Multimodal world models for science: cheatsheet

Why biology is harder data than the internet

Property	Internet text/image	Biology
Modalities per dataset	one or two	many (molecules, microscopy, transcriptomics, proteomics, phenotype, clinical text)
Scale per modality	billions to trillions	thousands to millions
Cost per example	near-zero	expensive (wet-lab time)
Noise	low	high; replication adds cost
Ground truth for the target	abundant	scarce (clinical outcomes are precisely what you want to predict)
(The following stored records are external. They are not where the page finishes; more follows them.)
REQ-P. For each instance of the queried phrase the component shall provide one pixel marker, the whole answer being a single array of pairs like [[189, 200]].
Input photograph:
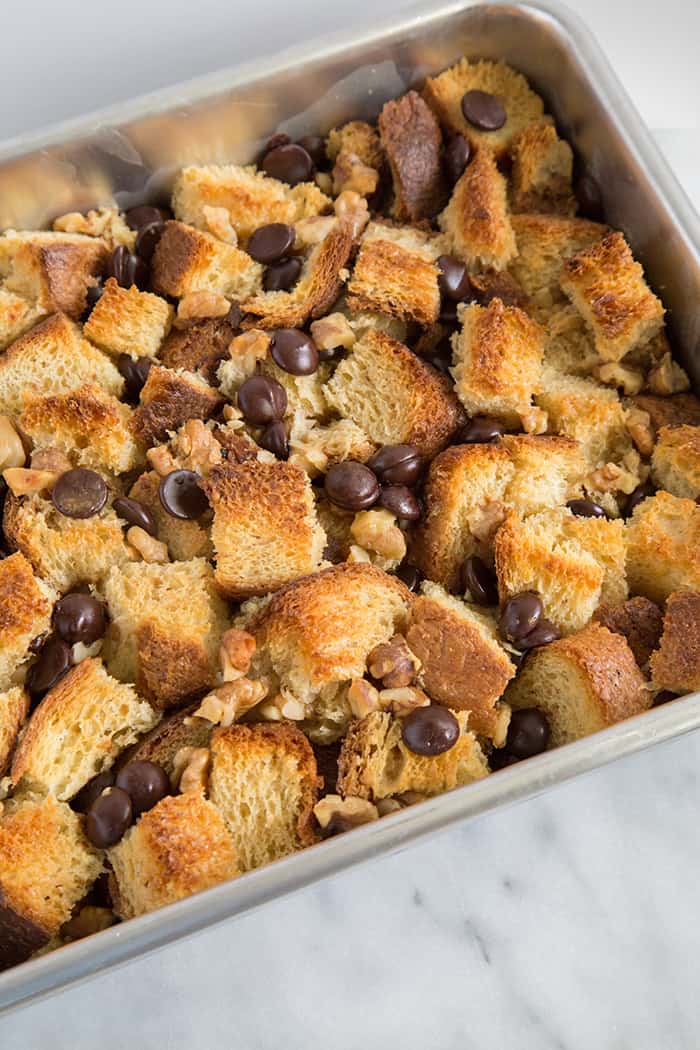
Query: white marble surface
[[571, 922]]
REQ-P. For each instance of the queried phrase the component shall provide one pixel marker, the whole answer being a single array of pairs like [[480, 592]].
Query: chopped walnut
[[333, 331], [393, 663], [231, 700], [190, 770], [639, 427], [614, 374], [150, 549], [336, 814], [363, 697], [22, 481], [402, 701], [667, 378]]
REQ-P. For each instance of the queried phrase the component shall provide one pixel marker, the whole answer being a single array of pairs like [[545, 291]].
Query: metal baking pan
[[130, 151]]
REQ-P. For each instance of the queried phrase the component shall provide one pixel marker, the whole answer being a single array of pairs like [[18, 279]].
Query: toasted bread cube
[[317, 289], [52, 358], [168, 399], [582, 684], [179, 847], [50, 269], [91, 427], [587, 412], [523, 106], [78, 730], [676, 461], [638, 621], [251, 197], [573, 564], [396, 273], [469, 489], [609, 290], [412, 141], [393, 396], [264, 532], [65, 551], [264, 781], [544, 243], [25, 612], [475, 219], [125, 320], [663, 547], [497, 361], [376, 763], [184, 539], [189, 260], [46, 867], [166, 626], [676, 665], [541, 176], [463, 665]]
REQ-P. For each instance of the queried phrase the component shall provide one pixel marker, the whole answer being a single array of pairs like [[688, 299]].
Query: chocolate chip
[[92, 790], [397, 464], [135, 374], [430, 731], [290, 163], [281, 276], [262, 400], [481, 431], [528, 733], [80, 494], [520, 615], [182, 496], [483, 110], [400, 501], [294, 352], [272, 242], [108, 818], [480, 581], [79, 617], [586, 508], [274, 439], [352, 485], [457, 156], [135, 513], [145, 782], [453, 279]]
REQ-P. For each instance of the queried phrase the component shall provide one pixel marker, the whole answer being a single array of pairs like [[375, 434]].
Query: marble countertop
[[570, 922]]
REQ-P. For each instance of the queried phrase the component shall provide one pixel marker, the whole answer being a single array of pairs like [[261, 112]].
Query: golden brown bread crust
[[168, 400], [412, 142], [637, 620], [676, 664]]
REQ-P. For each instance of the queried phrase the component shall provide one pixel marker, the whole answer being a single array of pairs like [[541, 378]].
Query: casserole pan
[[130, 151]]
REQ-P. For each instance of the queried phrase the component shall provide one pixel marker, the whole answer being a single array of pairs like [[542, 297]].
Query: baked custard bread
[[340, 480]]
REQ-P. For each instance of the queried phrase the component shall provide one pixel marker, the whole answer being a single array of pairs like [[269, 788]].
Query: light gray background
[[568, 922]]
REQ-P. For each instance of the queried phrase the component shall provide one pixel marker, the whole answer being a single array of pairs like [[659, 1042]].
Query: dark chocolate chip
[[290, 163], [294, 352], [108, 818], [145, 782], [352, 485], [270, 243], [397, 464], [80, 492], [135, 513], [262, 400], [483, 110], [520, 615], [430, 731], [480, 581], [79, 617], [182, 495]]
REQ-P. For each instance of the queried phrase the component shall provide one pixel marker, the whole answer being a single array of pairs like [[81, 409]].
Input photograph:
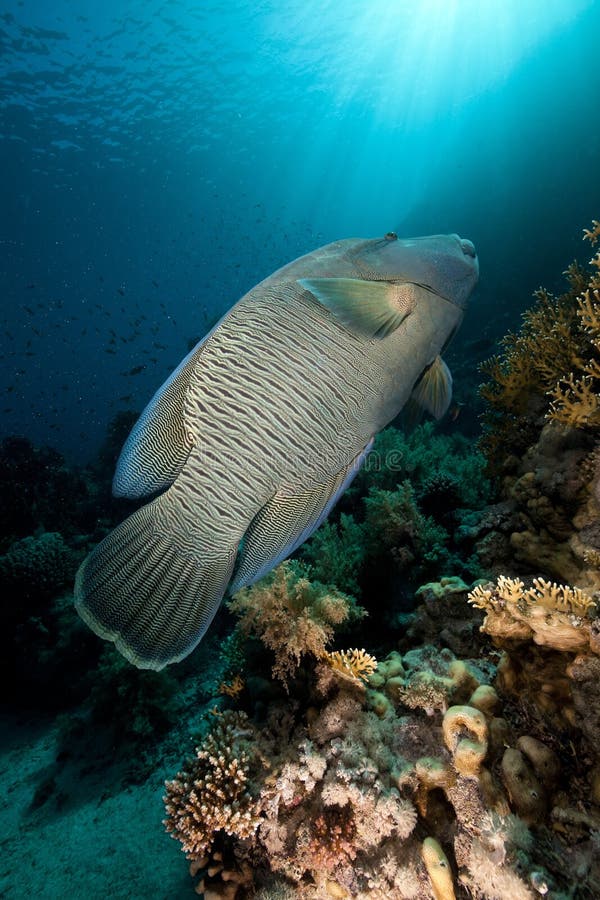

The multimodal world model framing for drug discovery

Step	Action
1	encode each biological modality into a shared embedding
2	train multimodal transformer on co-occurring data (molecule + cell + outcome)
3	predict perturbation effects for new molecules or new cell systems
Connection to L7	predict semantic biological state, not raw outputs (capacity-on-semantic-structure argument applies even more)
Public example	Noetik.ai’s OCTO and Perturb-map

The sharp benchmark-vs-clinical line

Claim type	Example	Instruments to settle
ML benchmark	”91% AUC on held-out cell-line response”	training/validation/test, AUC/F1/correlation
Clinical	”30% improved patient survival vs standard-of-care”	randomized trials, clinical endpoints, regulatory review

These are not the same claim and not on the same epistemic ladder.

The named conflation pitfall

“Model passes ML benchmark → therefore the drug it identified will work in patients.”

The single most important pitfall in medical AI. Benchmark performance does not establish clinical utility; routing the benchmark through this conflation is the standard medical-AI overreach.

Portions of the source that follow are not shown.